Experteninterview mit Dr. Guido Steinberg zum Dschihadismus in Österreich
Im Jahr 2020 wurde den Menschen in Österreich vor Augen geführt, dass die Gefahr ausgehend von Organisationen wie dem Islamischen Staat und al-Qaida nicht gebannt ist. Das dschihadistische Milieu in Österreich ist heute zwar schwächer als vor einigen Jahren, aber jünger und unberechenbarer geworden. Es wird zurzeit auf 70 bis 150 besonders gefährliche Personen geschätzt.
Im Verhältnis zur Gesamtbevölkerung hat Österreich mit sehr großen Kontingenten von Syrienkämpfern und Rückreisenden zu tun.
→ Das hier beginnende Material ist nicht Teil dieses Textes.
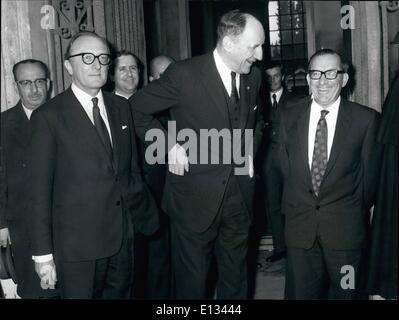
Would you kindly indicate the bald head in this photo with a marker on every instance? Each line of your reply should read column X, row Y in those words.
column 158, row 65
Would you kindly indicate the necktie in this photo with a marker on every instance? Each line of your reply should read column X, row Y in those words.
column 234, row 92
column 274, row 102
column 319, row 161
column 101, row 128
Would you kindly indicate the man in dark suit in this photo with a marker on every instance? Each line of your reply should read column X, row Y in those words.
column 32, row 82
column 152, row 253
column 156, row 248
column 125, row 73
column 328, row 158
column 86, row 185
column 210, row 205
column 277, row 99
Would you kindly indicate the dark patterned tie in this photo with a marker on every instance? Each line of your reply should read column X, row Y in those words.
column 274, row 102
column 319, row 161
column 234, row 93
column 101, row 127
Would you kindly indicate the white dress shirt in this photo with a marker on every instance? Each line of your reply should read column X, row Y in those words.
column 225, row 73
column 28, row 112
column 331, row 120
column 87, row 104
column 278, row 94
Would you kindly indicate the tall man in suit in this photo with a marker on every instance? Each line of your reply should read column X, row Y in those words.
column 278, row 98
column 328, row 158
column 86, row 184
column 32, row 82
column 210, row 207
column 157, row 246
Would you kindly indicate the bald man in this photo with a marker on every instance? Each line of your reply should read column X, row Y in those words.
column 158, row 65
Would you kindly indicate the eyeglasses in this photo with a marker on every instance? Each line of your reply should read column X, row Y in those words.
column 25, row 84
column 88, row 58
column 329, row 74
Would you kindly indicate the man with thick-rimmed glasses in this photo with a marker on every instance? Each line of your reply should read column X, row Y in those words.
column 328, row 158
column 86, row 184
column 32, row 83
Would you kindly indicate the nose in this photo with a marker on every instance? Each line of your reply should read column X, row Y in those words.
column 96, row 63
column 323, row 79
column 259, row 53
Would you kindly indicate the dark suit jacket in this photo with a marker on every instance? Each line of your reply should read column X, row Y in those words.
column 78, row 196
column 196, row 97
column 14, row 198
column 15, row 138
column 340, row 214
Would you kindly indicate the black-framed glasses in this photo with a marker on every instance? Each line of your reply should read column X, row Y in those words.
column 40, row 83
column 88, row 58
column 328, row 74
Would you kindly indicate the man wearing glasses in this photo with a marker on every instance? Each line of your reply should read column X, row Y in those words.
column 86, row 182
column 32, row 83
column 328, row 158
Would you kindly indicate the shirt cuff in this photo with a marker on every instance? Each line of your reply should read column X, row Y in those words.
column 43, row 258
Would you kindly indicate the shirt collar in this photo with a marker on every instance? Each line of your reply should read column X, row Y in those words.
column 278, row 94
column 84, row 98
column 332, row 108
column 27, row 111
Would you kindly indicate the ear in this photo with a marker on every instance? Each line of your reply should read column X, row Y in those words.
column 227, row 43
column 308, row 79
column 345, row 79
column 68, row 66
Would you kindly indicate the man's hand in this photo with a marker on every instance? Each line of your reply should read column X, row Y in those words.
column 178, row 160
column 47, row 274
column 4, row 237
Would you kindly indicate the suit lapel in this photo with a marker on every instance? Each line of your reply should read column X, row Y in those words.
column 302, row 134
column 20, row 126
column 283, row 98
column 114, row 120
column 341, row 132
column 245, row 99
column 78, row 121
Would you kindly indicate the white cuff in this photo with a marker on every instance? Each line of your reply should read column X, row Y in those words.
column 43, row 258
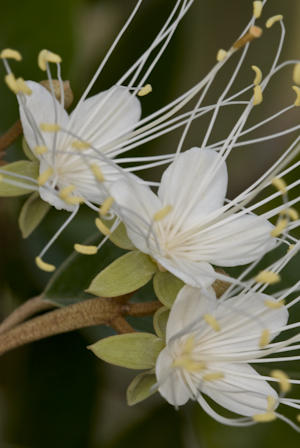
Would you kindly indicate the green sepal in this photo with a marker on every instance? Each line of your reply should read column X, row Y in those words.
column 160, row 320
column 126, row 274
column 166, row 287
column 32, row 213
column 132, row 350
column 119, row 236
column 140, row 387
column 23, row 167
column 27, row 151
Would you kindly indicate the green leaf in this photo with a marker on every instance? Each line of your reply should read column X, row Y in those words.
column 23, row 167
column 32, row 213
column 160, row 321
column 124, row 275
column 132, row 350
column 140, row 387
column 119, row 236
column 166, row 287
column 27, row 151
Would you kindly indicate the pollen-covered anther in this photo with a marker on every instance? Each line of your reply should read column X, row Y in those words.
column 43, row 177
column 253, row 33
column 281, row 226
column 47, row 56
column 264, row 418
column 297, row 90
column 50, row 127
column 284, row 381
column 212, row 321
column 162, row 213
column 221, row 55
column 8, row 53
column 145, row 90
column 97, row 173
column 85, row 250
column 40, row 149
column 106, row 206
column 280, row 185
column 270, row 22
column 44, row 266
column 257, row 9
column 296, row 74
column 264, row 338
column 257, row 95
column 268, row 277
column 78, row 144
column 102, row 227
column 258, row 77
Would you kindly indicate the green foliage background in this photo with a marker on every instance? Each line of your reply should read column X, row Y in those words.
column 55, row 393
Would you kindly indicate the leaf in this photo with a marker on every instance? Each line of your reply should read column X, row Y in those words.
column 167, row 287
column 27, row 151
column 23, row 167
column 126, row 274
column 119, row 236
column 160, row 321
column 140, row 387
column 132, row 350
column 32, row 213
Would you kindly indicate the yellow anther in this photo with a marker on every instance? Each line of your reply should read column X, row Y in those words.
column 145, row 90
column 47, row 56
column 296, row 74
column 23, row 87
column 80, row 144
column 86, row 250
column 162, row 213
column 297, row 90
column 267, row 277
column 274, row 304
column 74, row 200
column 272, row 402
column 258, row 76
column 44, row 266
column 257, row 9
column 221, row 55
column 65, row 192
column 42, row 179
column 106, row 205
column 279, row 184
column 281, row 226
column 284, row 381
column 97, row 173
column 8, row 53
column 270, row 22
column 265, row 338
column 257, row 95
column 264, row 418
column 50, row 127
column 213, row 376
column 102, row 227
column 39, row 150
column 212, row 321
column 11, row 82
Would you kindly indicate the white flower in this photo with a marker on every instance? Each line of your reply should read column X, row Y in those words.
column 202, row 359
column 193, row 234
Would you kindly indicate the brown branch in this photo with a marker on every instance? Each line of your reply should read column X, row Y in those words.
column 26, row 310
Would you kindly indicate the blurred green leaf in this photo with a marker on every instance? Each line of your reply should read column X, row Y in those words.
column 132, row 350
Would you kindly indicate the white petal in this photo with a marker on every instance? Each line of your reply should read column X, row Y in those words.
column 239, row 394
column 172, row 387
column 190, row 305
column 41, row 109
column 106, row 116
column 197, row 179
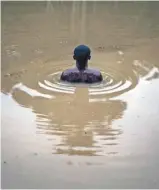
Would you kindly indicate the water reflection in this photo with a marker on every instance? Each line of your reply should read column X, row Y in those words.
column 78, row 126
column 124, row 40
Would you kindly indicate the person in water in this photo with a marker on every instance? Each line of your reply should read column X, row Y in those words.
column 81, row 73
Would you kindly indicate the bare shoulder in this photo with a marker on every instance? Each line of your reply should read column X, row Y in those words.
column 94, row 71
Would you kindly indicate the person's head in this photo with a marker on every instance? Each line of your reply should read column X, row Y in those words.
column 82, row 54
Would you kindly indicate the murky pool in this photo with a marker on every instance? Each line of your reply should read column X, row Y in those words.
column 61, row 135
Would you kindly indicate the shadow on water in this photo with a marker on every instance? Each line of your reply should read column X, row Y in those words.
column 78, row 120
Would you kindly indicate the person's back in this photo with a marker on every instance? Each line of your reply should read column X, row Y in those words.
column 84, row 76
column 81, row 73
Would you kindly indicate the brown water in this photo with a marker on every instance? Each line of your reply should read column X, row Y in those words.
column 59, row 135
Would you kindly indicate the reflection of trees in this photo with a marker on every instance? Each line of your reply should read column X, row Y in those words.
column 84, row 128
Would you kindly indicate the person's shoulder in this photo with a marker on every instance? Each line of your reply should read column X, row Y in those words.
column 67, row 71
column 94, row 71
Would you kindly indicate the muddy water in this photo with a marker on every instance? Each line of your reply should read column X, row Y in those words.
column 60, row 135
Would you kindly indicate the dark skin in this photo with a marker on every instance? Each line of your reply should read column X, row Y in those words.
column 81, row 73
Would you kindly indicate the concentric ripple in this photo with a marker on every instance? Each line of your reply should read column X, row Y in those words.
column 115, row 83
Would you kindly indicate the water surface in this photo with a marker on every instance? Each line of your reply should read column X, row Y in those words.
column 61, row 135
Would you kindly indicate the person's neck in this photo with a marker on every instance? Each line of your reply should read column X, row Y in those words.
column 78, row 66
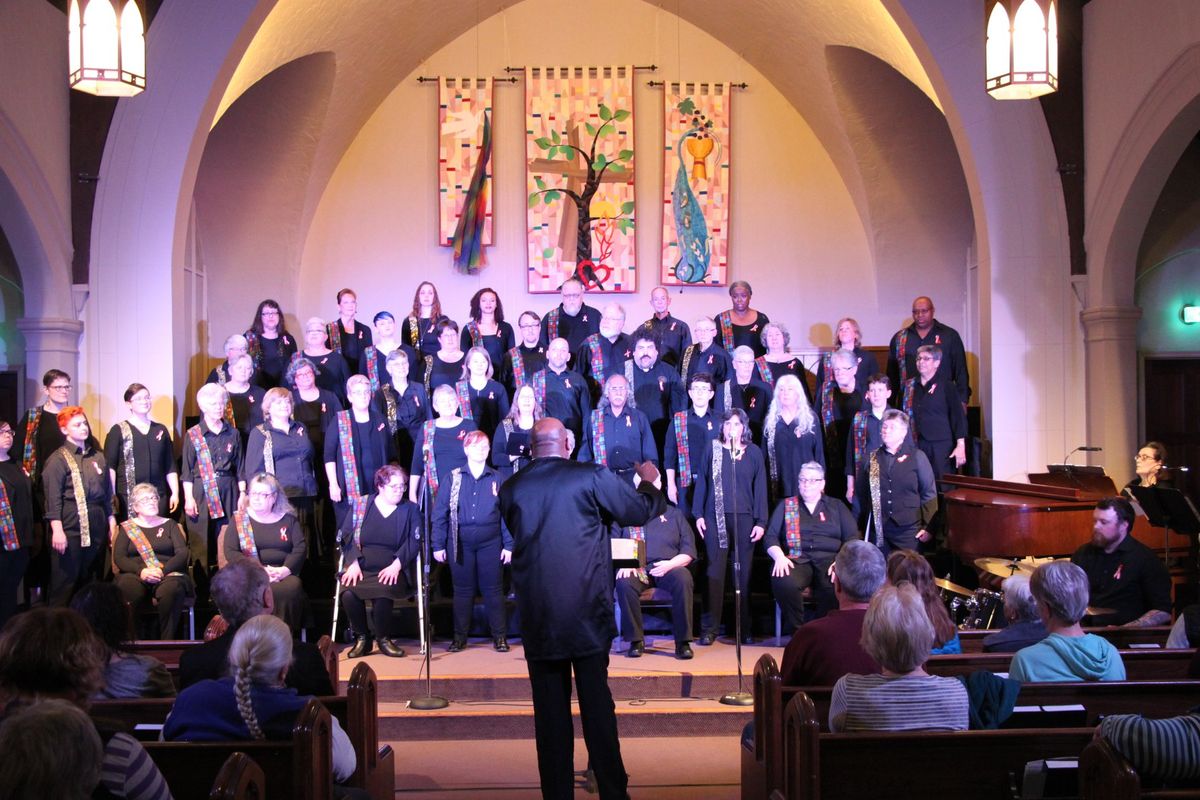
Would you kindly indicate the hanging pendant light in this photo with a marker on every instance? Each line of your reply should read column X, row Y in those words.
column 1021, row 49
column 107, row 47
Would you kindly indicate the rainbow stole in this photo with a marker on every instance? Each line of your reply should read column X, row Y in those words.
column 334, row 330
column 245, row 535
column 792, row 525
column 431, row 467
column 684, row 452
column 765, row 371
column 7, row 524
column 349, row 461
column 462, row 390
column 725, row 322
column 599, row 446
column 142, row 543
column 28, row 458
column 208, row 473
column 595, row 358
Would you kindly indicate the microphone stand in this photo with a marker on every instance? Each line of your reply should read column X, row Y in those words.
column 741, row 697
column 430, row 702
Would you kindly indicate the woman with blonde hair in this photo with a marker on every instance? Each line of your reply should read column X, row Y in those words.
column 252, row 702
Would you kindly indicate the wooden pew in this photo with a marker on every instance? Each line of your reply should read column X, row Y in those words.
column 240, row 779
column 357, row 711
column 978, row 764
column 1123, row 638
column 1104, row 774
column 300, row 768
column 762, row 762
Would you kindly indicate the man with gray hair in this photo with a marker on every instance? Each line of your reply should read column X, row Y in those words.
column 826, row 649
column 1025, row 626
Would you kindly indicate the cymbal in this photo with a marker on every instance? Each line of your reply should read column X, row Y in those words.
column 1005, row 567
column 942, row 583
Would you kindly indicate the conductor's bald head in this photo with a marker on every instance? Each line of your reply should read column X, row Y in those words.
column 549, row 439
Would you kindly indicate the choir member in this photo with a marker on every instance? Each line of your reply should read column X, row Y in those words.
column 439, row 447
column 268, row 531
column 420, row 328
column 138, row 451
column 329, row 367
column 378, row 540
column 270, row 344
column 211, row 463
column 487, row 328
column 730, row 506
column 520, row 364
column 16, row 523
column 481, row 400
column 617, row 434
column 346, row 334
column 742, row 325
column 745, row 390
column 471, row 535
column 445, row 366
column 672, row 332
column 706, row 355
column 563, row 392
column 373, row 362
column 150, row 555
column 511, row 450
column 791, row 437
column 78, row 506
column 689, row 434
column 403, row 403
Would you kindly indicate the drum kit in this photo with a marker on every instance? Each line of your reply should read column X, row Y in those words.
column 983, row 608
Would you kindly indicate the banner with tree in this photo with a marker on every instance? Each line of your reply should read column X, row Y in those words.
column 580, row 176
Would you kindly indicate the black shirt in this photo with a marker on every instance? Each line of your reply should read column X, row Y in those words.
column 1131, row 581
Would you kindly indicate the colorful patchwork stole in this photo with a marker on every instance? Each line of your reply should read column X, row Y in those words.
column 349, row 461
column 599, row 446
column 462, row 390
column 142, row 543
column 683, row 451
column 595, row 358
column 7, row 524
column 29, row 458
column 792, row 527
column 81, row 497
column 245, row 534
column 127, row 456
column 725, row 322
column 334, row 331
column 723, row 534
column 208, row 473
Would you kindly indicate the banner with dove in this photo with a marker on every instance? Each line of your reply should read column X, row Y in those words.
column 696, row 185
column 580, row 178
column 465, row 174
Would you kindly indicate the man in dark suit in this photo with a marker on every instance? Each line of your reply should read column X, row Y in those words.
column 241, row 590
column 558, row 512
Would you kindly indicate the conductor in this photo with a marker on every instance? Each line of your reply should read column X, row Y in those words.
column 561, row 515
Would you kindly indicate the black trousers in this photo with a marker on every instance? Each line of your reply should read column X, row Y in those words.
column 789, row 590
column 738, row 530
column 677, row 582
column 478, row 569
column 555, row 734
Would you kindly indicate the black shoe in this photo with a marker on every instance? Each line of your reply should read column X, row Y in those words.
column 389, row 648
column 361, row 647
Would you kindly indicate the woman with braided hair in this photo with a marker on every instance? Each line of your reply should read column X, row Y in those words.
column 252, row 702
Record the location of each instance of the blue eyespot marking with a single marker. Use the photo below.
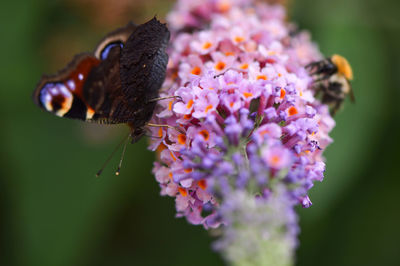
(107, 49)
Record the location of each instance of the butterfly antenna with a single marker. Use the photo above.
(111, 155)
(122, 156)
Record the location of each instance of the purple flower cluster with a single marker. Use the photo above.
(244, 118)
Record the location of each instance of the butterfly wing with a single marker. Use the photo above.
(89, 88)
(143, 68)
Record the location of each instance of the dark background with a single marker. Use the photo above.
(53, 211)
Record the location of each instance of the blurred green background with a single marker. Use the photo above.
(53, 211)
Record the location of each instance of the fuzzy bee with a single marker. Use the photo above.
(332, 78)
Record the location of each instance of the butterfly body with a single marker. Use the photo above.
(115, 83)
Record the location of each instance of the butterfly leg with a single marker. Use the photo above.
(164, 98)
(167, 126)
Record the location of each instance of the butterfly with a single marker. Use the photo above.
(117, 83)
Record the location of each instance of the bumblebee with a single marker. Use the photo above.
(332, 78)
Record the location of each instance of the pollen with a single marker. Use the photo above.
(196, 71)
(283, 93)
(160, 148)
(205, 134)
(244, 66)
(202, 184)
(183, 191)
(208, 108)
(224, 6)
(220, 66)
(262, 133)
(292, 111)
(189, 104)
(275, 159)
(188, 170)
(172, 155)
(181, 139)
(170, 105)
(207, 45)
(247, 94)
(160, 132)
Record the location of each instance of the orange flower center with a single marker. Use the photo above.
(208, 108)
(189, 104)
(283, 93)
(183, 191)
(247, 94)
(202, 184)
(244, 66)
(220, 66)
(207, 45)
(239, 39)
(181, 139)
(292, 111)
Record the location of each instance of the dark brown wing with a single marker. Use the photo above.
(89, 88)
(143, 68)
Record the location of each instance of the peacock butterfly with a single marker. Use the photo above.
(114, 84)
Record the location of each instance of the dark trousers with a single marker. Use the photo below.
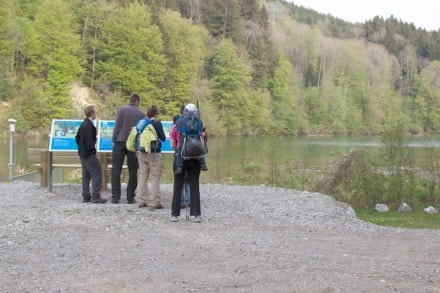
(192, 170)
(119, 153)
(91, 171)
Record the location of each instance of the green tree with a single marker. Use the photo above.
(185, 52)
(130, 53)
(57, 56)
(6, 48)
(230, 80)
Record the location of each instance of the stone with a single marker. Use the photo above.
(431, 210)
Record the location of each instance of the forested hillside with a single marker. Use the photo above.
(254, 67)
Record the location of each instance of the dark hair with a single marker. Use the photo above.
(134, 98)
(152, 111)
(89, 110)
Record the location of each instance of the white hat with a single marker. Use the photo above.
(191, 108)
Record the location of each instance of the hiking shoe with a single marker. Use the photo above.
(98, 200)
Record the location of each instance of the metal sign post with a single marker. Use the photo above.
(11, 132)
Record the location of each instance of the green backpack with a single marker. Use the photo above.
(143, 137)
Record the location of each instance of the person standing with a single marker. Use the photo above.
(91, 169)
(126, 117)
(191, 169)
(150, 165)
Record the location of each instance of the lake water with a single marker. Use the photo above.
(251, 160)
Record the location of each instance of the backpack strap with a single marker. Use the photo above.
(143, 126)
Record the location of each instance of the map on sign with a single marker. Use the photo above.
(62, 135)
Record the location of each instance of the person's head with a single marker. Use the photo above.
(152, 111)
(90, 112)
(134, 99)
(190, 108)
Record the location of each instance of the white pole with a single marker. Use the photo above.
(11, 131)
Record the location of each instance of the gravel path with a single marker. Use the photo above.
(252, 239)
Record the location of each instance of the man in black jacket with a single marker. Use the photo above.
(91, 169)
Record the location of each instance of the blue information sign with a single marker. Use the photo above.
(62, 137)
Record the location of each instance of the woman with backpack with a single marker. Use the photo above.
(150, 165)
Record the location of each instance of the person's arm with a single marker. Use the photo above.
(118, 125)
(173, 138)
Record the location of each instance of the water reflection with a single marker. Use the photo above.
(237, 157)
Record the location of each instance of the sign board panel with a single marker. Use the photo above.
(62, 135)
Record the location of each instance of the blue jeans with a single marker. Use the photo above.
(91, 171)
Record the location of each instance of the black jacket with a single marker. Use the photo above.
(86, 139)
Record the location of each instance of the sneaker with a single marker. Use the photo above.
(86, 198)
(158, 206)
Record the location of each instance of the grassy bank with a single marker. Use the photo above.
(415, 219)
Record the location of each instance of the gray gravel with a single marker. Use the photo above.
(252, 239)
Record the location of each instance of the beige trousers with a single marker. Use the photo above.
(150, 165)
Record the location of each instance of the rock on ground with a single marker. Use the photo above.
(252, 239)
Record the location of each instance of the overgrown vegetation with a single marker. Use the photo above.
(255, 67)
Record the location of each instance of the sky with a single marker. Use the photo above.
(422, 13)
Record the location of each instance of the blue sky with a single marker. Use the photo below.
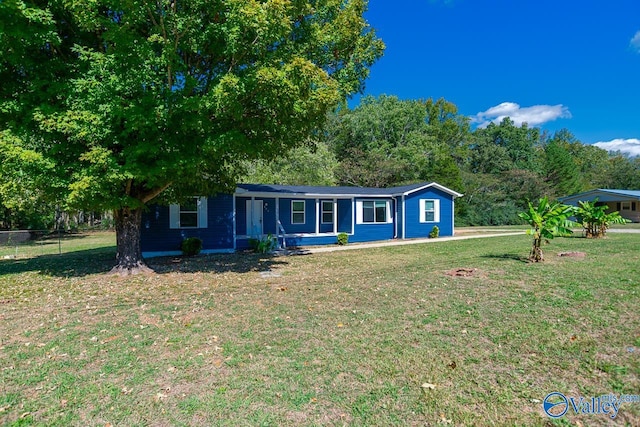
(551, 63)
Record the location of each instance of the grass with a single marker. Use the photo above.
(345, 338)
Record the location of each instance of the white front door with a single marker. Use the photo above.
(254, 218)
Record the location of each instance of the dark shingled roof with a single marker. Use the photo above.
(338, 191)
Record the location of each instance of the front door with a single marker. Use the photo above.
(254, 218)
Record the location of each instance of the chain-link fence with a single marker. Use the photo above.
(30, 243)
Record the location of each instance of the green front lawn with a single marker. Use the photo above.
(452, 333)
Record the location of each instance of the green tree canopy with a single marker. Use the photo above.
(133, 100)
(386, 141)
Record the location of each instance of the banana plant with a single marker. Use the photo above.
(595, 221)
(547, 220)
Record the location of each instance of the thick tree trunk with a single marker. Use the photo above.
(129, 257)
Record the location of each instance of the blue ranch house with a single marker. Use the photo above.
(299, 216)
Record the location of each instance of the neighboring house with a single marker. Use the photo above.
(299, 215)
(626, 202)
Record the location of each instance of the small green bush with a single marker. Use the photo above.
(343, 239)
(191, 246)
(265, 245)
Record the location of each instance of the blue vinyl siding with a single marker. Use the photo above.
(414, 228)
(309, 225)
(156, 236)
(241, 215)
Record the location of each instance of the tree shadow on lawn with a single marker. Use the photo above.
(95, 261)
(506, 257)
(216, 263)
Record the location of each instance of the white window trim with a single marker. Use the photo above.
(360, 214)
(174, 215)
(436, 210)
(304, 212)
(322, 211)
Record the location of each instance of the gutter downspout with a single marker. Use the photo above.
(395, 216)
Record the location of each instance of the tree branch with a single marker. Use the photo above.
(154, 193)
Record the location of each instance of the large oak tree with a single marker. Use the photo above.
(129, 101)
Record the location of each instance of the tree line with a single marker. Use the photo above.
(385, 141)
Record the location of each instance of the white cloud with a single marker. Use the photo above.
(628, 146)
(533, 116)
(635, 42)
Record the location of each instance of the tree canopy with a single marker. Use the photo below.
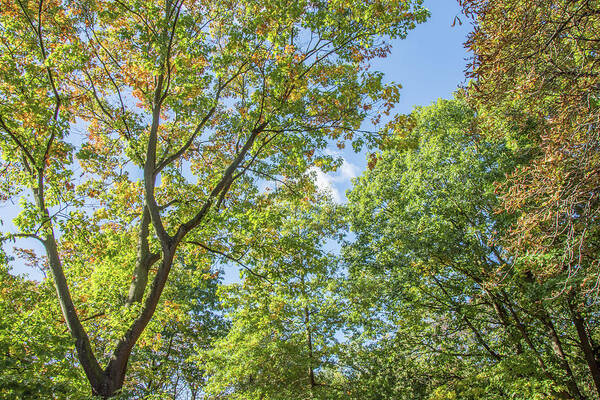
(151, 151)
Eine länderspezifische Besonderheit ist der außergewöhnlich hohe Anteil von tschetschenischstämmigen Menschen.
Die Bekämpfung des politischen Islam durch die österreichische Bundesregierung birgt die Gefahr, dass in den Sicherheitsbehörden Kräfte gebunden werden, die bei der Terrorismusbekämpfung im engeren Sinne fehlen könnten. Wichtig wäre in dieser Hinsicht eine Stärkung des Bundesamts für Verfassungsschutz und Terrorismusbekämpfung (BVT).
Konträr der anhaltenden Debatte über die Flüchtlingskrise der Jahre 2014 bis 2016 stammt keiner der bekannten österreichischen Terroristen aus der Gruppe der in jenen Jahren aus Syrien, dem Irak oder Afghanistan Geflohenen. Das Beispiel der tschetschenischen Einwanderung zeigt jedoch, dass die Zuwanderung aus Bürgerkriegsregionen in der islamischen Welt ein längerfristiges Risiko mit sich trägt.
Diese Publikation ist Teil der Studienreihe „Islamistischer Terrorismus in Europa“. Im ersten Teil blickt Dr. Guido Steinberg nach Österreich. Er analysiert die aktuelle die dschihadistische Bedrohungslage in Österreich sowie die entsprechenden Bekämpfungsstrategien und die politische Debatte.